Dataset Pair Visualizations

  • Hierarchically clustered heat maps to compare the similarity of attributes from two datasets
  • Added over 1,000 new dataset pair attribute similarity heat maps

Visualization of Tabula Sapiens Gene-Cell Type Associations and PANTHER Pathways

UMAP

  • Interactive cluster plots created using TF-IDF vectorization of gene sets

Documentation

Documentation has been written to help users navigate the site and use each of the visualization and analysis modules. Screenshots from each page are included to help illustrate and explain useful features.

Dataset Pair Crossing

A tool to compare the similarity of attributes from two datasets based on the similarity of their associated gene sets. Selecting two datasets will return a table of gene sets from those datasets with information about their overlapping genes.
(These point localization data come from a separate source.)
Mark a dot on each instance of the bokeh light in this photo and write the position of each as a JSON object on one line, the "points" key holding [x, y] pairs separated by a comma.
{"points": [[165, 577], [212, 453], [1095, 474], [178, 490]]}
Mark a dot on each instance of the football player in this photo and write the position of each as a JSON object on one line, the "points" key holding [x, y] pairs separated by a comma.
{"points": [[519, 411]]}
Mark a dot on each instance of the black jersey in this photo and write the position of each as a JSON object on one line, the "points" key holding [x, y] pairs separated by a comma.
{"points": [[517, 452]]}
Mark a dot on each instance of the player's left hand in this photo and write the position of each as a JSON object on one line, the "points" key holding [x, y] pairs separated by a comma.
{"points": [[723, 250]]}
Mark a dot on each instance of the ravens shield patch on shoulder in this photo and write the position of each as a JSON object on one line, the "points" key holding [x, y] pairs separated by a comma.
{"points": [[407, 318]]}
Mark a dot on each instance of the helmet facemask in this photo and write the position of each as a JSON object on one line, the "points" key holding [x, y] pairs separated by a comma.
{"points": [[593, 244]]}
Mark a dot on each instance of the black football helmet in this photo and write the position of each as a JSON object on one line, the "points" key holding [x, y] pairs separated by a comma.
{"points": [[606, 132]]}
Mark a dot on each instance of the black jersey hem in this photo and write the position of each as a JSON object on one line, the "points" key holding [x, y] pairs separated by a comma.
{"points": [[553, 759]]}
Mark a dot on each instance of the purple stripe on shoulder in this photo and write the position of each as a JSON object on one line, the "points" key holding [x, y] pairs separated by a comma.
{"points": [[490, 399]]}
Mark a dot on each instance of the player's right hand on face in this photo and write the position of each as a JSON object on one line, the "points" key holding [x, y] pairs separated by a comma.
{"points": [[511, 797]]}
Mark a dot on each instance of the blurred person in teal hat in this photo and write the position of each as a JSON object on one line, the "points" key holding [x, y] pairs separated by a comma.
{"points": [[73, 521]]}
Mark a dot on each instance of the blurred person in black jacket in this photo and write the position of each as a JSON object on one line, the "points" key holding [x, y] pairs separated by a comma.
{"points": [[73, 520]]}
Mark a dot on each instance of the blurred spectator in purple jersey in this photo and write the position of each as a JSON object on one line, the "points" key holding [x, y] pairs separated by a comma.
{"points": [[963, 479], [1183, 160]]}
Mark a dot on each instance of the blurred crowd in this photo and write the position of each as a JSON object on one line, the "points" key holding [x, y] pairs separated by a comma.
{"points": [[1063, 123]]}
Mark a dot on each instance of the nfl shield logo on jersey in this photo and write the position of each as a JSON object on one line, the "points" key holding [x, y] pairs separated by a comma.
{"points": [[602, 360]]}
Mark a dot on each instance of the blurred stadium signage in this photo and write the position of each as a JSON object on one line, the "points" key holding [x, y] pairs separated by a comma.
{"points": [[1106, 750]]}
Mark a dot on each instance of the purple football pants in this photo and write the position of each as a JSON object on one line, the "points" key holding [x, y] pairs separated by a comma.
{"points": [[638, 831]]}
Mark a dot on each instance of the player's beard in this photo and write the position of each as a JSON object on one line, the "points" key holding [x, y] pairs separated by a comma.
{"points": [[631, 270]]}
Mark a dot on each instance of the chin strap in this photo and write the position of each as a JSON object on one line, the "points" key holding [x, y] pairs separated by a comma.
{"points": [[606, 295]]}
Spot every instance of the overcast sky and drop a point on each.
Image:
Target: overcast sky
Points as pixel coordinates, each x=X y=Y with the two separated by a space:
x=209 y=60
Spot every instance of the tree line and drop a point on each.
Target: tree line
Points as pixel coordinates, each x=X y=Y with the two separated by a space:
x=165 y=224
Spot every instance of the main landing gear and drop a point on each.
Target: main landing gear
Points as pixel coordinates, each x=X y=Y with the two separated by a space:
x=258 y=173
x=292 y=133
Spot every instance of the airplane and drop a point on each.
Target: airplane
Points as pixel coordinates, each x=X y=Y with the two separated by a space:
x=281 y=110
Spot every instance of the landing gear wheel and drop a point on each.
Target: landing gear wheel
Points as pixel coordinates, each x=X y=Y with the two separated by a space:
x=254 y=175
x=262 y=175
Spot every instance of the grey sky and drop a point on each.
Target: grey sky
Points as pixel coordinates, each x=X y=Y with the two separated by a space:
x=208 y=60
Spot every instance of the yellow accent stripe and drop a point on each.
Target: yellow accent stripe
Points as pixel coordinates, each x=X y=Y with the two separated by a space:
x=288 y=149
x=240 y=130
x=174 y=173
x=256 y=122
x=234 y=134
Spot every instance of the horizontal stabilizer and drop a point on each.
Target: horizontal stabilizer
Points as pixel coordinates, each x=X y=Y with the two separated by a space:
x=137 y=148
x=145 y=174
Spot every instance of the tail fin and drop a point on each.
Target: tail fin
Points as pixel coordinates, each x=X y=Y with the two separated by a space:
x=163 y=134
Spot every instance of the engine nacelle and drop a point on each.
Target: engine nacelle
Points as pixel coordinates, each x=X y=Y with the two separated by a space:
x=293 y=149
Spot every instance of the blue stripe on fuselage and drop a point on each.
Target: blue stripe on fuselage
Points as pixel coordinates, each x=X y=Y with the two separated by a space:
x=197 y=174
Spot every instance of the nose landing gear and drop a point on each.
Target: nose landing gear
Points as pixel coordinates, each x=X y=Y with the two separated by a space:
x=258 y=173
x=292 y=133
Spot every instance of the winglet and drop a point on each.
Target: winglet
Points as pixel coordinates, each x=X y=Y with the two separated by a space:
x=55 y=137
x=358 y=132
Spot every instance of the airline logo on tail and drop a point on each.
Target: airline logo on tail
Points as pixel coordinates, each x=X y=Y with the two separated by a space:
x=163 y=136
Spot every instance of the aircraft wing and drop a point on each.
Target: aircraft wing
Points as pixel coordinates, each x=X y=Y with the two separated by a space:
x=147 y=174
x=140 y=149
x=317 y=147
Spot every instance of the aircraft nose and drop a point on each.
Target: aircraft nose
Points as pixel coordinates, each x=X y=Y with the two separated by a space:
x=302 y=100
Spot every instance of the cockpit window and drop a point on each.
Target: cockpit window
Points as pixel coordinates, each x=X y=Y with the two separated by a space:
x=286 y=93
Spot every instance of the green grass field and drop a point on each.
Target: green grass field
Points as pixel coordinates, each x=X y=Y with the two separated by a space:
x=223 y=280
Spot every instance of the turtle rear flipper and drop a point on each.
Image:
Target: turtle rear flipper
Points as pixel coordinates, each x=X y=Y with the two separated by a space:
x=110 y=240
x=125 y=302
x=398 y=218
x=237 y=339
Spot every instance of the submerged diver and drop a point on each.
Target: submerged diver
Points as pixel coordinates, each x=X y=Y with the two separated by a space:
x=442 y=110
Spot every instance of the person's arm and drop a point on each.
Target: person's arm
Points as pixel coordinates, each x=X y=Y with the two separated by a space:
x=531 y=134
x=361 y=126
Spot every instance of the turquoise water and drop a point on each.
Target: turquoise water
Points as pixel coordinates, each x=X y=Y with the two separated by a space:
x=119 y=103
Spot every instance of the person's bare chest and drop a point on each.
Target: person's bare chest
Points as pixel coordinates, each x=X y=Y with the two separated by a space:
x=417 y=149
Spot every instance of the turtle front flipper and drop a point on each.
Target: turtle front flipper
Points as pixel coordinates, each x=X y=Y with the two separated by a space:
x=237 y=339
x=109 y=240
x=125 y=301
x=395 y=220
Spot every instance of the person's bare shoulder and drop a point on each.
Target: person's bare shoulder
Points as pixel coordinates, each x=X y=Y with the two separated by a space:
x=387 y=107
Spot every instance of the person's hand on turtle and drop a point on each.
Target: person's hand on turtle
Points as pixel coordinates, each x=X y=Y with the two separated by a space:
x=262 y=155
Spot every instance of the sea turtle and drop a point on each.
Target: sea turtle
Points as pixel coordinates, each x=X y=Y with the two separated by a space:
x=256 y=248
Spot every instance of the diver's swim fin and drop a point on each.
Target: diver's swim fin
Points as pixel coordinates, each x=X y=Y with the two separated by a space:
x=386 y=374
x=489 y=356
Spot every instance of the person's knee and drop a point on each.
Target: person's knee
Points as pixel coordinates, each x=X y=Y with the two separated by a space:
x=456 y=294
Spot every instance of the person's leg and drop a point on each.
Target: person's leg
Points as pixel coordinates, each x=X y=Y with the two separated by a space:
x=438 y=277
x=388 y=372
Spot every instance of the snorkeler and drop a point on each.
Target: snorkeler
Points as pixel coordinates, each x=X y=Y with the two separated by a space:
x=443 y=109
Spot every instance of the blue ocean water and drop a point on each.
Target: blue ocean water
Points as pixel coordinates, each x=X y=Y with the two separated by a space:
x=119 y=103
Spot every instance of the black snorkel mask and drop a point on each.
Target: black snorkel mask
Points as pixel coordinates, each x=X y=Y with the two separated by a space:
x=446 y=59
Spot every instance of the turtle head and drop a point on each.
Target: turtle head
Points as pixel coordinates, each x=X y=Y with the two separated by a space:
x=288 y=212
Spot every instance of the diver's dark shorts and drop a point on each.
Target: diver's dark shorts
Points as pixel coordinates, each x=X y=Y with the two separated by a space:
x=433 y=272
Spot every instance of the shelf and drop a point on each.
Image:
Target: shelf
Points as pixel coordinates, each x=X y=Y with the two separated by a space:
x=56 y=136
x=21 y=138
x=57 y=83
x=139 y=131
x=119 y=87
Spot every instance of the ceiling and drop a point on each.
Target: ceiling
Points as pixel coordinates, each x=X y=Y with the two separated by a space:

Visit the Cross page to begin crossing datasets.

Chatbot

An AI chatbot powered by OpenAI's GPT-4o model. Using natural language, users can interact with the Harmonizome knowledgebase to find connections between genes and attributes from different datasets and resources. Visit the Chatbot page to begin chatting.

Harmonizome KG

A knowledge graph application to serve the serialized Harmonizome datasets in a Neo4j database. We have developed a UI that allows users to access this information and create customized subnetworks without any coding necessary. Subnetworks can be created based on a search term, selecting types of edges available from different resources integrated in Harmonizome, and selecting pairs of terms to find paths between nodes. Visit the Knowledge Graph to begin creating subnetworks.